Article ID Journal Published Year Pages File Type
4332802 Brain Research 2006 7 Pages PDF
Abstract

This study was designed to evaluate the role of spinal glutamatergic receptors in the antinociception elicited by agmatine in mice. Intraperitoneal (i.p.) administration of agmatine (1.0–100.0 mg/kg) dose dependently inhibited the nociceptive response induced by intrathecal (i.t.) injection of glutamate, N-methy-d-aspartate (NMDA) and (±)-1-aminocyclopentane-trans-1,3-dicarboxylic acid (trans-ACPD), with mean ID50 values of 16.7, 6.8 and 27.0 mg/kg, respectively. However, agmatine completely failed to affect the nociception induced by α-amino-3-hydroxy-5-methyl-4-isoxazolepropionic acid (AMPA) or kainic acid (kainate).

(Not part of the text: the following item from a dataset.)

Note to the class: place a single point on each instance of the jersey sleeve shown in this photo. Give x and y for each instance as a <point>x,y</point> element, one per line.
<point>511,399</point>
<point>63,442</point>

Agmatine injected by i.t. route (10–100 μg/site) also produced dose-related inhibition of NMDA- and trans-ACPD-induced biting response with mean ID50 values of 29.6 and 36.0 μg/site, respectively. The nitric oxide synthase inhibitor Nω-nitro-l-arginine (l-NOARG) (75.0 mg/kg, i.p.) also consistently inhibited glutamate-, NMDA- and trans-ACPD-induced nociception (41 ± 13, 100 and 83 ± 6%, of inhibition, respectively) but had no effect on the same response caused by AMPA and kainate agonists. The selective NMDA receptor antagonist (5S,10R)-(+)-5-Methyl-10,11-dihydro-5H-dibenzo[a,d] (MK-801) at a low dose (0.05 mg/kg, i.p.) inhibited the nociceptive response caused by both glutamate and NMDA agonists (inhibitions of 35 ± 1 and 72 ± 2%, respectively). At a high dose, MK-801 (0.5 mg/kg, i.p.) significantly inhibited the biting response induced by i.t. administration of all the glutamatergic agonists tested: glutamate, AMPA, NMDA, kainate and trans-ACPD, with inhibitions of 49 ± 8, 84 ± 16, 84 ± 3, 76 ± 8 and 97 ± 2%, respectively. Together, these results provide experimental evidence indicating that agmatine given systemically and spinally produce marked antinociception at spinal sites in mice. Furthermore, an interaction with glutamate receptors, namely NMDA and trans-ACPD, metabotropic and NMDA-ionotropic origin, by a mechanism similar to that of nitric oxide (NO) inhibitors, seems to account for the agmatine antinociceptive action.